Samurai are synonymous with Japan. Their skill with the sword was legendary. Their obligation and dedication to protect their lord was immeasurable. Samurai were the highest members of society and could enjoy the finer things in life because they received land from their rulers. The samurai may be gone, but their spirit lives on in Kakunodate, the Samurai District of Akita Prefecture.
You can reach Kakunodate and its tourist center by car or by train. In either case you’ll be starting your journey at Kakunodate Station. Exit the station and take a right. After a two minute walk, you’ll find the town’s tourist center on your left. This is your one stop shop for maps and pamphlets in Japanese, English, and even a few other languages. The town does a great job in making it easy for the traveler to get around. There are maps posted around town, taxi tours, and friendly shopkeepers to point you in the right direction if you get lost. You can grab some snacks or small souvenirs from the tourist center, but I recommend waiting until you arrive at the main attraction of the town. Open your map and start your samurai swagger, it’s time to explore Kakunodate.
Kakunodate is known as the Samurai District for good reason. Scattered throughout the town are remnants of the Satake clan’s great empire. Although the Satake clan was on the losing side of the Battle of Sekigahara, the new Shogun Tokugawa Ieyasu showed fellow samurai some respect. After drastically reducing the land the Satake clan controlled, he allowed the clan, like others he had dominated, to join his new government if they behaved themselves. Today, the descendants of the wealthiest samurai families preserve and proudly display their houses that survived the war-torn country.
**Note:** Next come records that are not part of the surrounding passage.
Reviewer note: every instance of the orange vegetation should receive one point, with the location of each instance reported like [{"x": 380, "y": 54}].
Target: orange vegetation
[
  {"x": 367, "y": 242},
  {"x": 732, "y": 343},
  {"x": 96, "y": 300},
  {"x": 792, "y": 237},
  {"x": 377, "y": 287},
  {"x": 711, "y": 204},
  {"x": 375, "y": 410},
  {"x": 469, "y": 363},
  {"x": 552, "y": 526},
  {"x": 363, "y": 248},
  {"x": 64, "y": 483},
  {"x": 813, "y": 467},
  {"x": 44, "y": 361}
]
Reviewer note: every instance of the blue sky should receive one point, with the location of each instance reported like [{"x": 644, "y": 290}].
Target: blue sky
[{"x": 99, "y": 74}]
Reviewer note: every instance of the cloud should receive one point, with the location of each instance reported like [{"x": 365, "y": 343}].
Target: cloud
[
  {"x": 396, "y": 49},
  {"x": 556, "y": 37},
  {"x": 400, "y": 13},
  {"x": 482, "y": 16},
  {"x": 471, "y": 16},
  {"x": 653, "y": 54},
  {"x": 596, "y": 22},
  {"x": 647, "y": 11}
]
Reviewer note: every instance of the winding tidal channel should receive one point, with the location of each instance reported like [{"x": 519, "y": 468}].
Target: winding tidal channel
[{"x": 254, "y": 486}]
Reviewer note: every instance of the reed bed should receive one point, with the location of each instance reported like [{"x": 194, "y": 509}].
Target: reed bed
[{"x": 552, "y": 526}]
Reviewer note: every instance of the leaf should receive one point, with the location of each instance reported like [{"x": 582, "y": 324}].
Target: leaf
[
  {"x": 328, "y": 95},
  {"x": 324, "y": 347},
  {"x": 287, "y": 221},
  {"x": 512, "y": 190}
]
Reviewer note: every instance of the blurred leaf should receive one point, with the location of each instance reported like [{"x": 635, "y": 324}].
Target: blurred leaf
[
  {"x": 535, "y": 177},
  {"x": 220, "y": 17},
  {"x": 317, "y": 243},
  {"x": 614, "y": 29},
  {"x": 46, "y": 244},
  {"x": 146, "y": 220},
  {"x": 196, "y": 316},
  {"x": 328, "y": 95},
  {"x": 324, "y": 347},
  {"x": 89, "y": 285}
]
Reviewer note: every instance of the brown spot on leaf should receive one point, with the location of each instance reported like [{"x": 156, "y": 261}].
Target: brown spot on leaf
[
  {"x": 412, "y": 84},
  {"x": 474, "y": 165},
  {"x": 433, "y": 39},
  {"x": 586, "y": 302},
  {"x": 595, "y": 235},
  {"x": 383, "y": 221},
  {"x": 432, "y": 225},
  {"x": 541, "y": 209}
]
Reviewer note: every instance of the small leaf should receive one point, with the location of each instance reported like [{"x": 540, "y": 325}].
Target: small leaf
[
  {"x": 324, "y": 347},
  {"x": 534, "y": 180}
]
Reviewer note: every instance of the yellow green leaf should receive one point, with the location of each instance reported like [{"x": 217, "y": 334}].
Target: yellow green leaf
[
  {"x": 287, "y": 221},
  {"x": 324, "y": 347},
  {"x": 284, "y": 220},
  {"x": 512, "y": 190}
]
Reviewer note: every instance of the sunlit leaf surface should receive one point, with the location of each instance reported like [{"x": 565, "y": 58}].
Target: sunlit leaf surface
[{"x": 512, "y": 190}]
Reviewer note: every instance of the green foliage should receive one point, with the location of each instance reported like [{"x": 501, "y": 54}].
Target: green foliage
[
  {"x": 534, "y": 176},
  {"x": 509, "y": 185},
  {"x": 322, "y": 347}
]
While there are temples, various shops, restaurants, and even a rickshaw to ride around in, people come to Kakunodate for the samurai manors. There are seven manors, each with their own history and feel. It is easy to visit all of them because they are all located within a ten minute walk of each other and admission is less than 500 yen and sometimes free, depending on the house. Before entering these houses, take a look at the Edo style architecture. Some houses even still retain thatched roofs and magnificent, though small, gardens.
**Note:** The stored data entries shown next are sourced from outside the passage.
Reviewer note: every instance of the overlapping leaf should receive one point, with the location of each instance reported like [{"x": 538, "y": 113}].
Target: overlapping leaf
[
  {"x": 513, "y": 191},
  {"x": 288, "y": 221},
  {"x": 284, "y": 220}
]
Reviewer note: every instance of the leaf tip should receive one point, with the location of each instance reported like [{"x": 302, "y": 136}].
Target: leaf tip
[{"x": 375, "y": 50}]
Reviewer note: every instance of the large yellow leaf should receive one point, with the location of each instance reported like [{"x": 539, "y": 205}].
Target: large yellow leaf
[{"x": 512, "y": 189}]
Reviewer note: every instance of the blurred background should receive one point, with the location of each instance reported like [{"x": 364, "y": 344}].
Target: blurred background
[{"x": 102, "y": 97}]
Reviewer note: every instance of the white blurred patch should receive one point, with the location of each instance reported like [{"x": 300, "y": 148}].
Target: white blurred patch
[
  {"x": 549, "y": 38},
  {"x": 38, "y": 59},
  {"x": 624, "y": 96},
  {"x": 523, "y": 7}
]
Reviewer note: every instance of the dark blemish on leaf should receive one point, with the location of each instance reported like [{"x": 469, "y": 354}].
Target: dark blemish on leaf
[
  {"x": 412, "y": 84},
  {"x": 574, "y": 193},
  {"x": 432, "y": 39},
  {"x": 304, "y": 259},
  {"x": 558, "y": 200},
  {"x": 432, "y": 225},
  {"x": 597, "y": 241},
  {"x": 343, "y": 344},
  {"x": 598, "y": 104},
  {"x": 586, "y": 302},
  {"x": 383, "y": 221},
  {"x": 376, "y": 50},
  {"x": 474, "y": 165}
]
I have two houses in particular I recommend. First is the Aoyagi Samurai Manor. This samurai house is one of the largest and is the best model of the town in my opinion. I still remembered the feeling of walking through its front gate, feeling like a samurai returning from an afternoon walk. I quelled my curiosity by taking photos of the garden and entering one of the buildings that housed samurai artifacts. Second is the Ishiguro Residence with its extensive attached museum, friendly staff, and seasonal displays. When I visited the Ishiguro samurai house, I really felt like someone lived there--in fact, a few members of later generations of the same samurai clan still do live there!
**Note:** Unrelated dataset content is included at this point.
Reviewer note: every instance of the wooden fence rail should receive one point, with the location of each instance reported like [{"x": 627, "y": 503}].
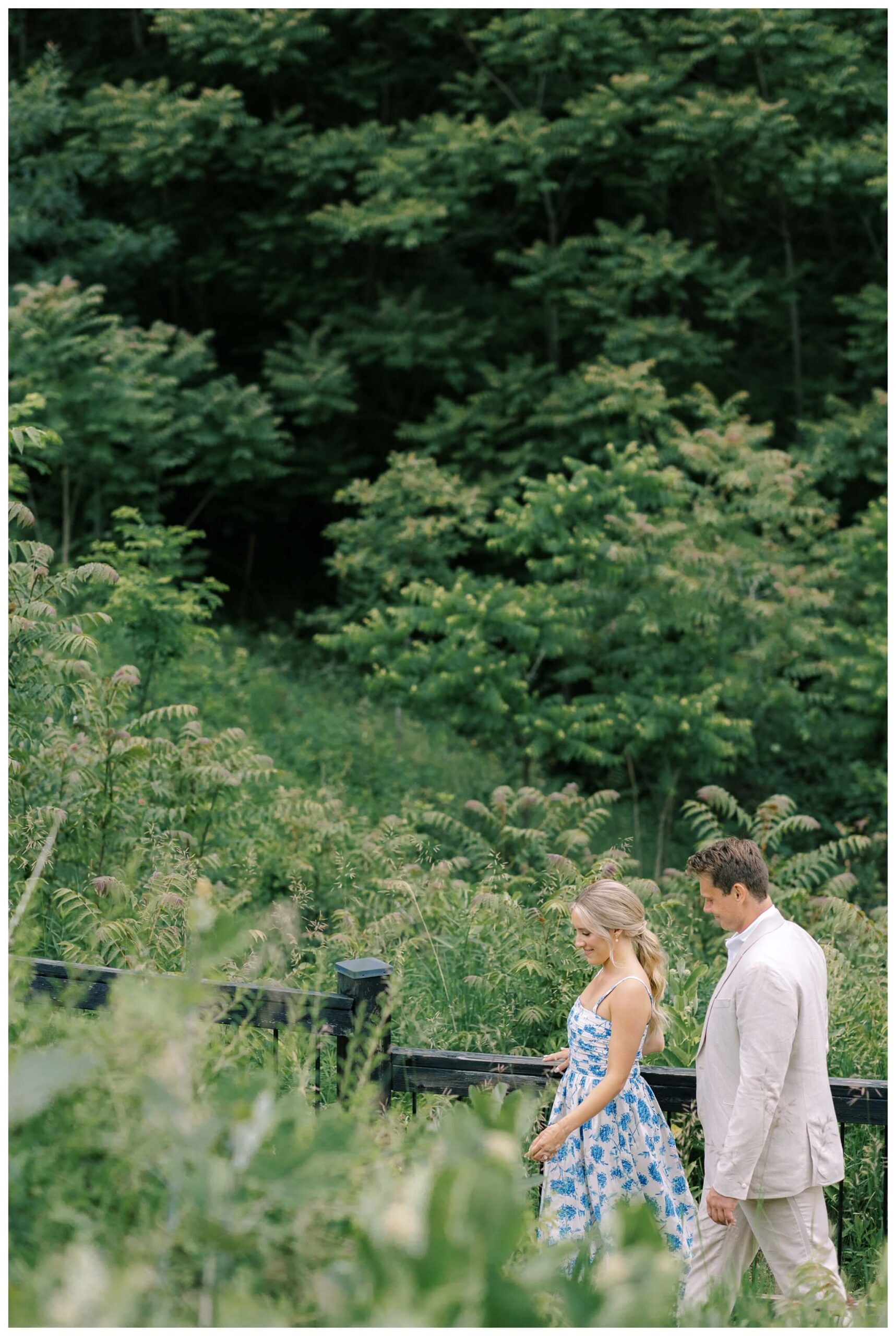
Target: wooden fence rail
[{"x": 361, "y": 1006}]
Some houses in Kakunodate also display artifacts, so keep a look out for suits of armor, swords, as well as everyday objects used for daily life. The best thing about seeing the items at these houses was that they were family heirlooms. The very suit of armor I saw was worn on the very street I just walked down. That made everything more magical. When you travel to Kakunodate, you too can feel the spirit of the samurai.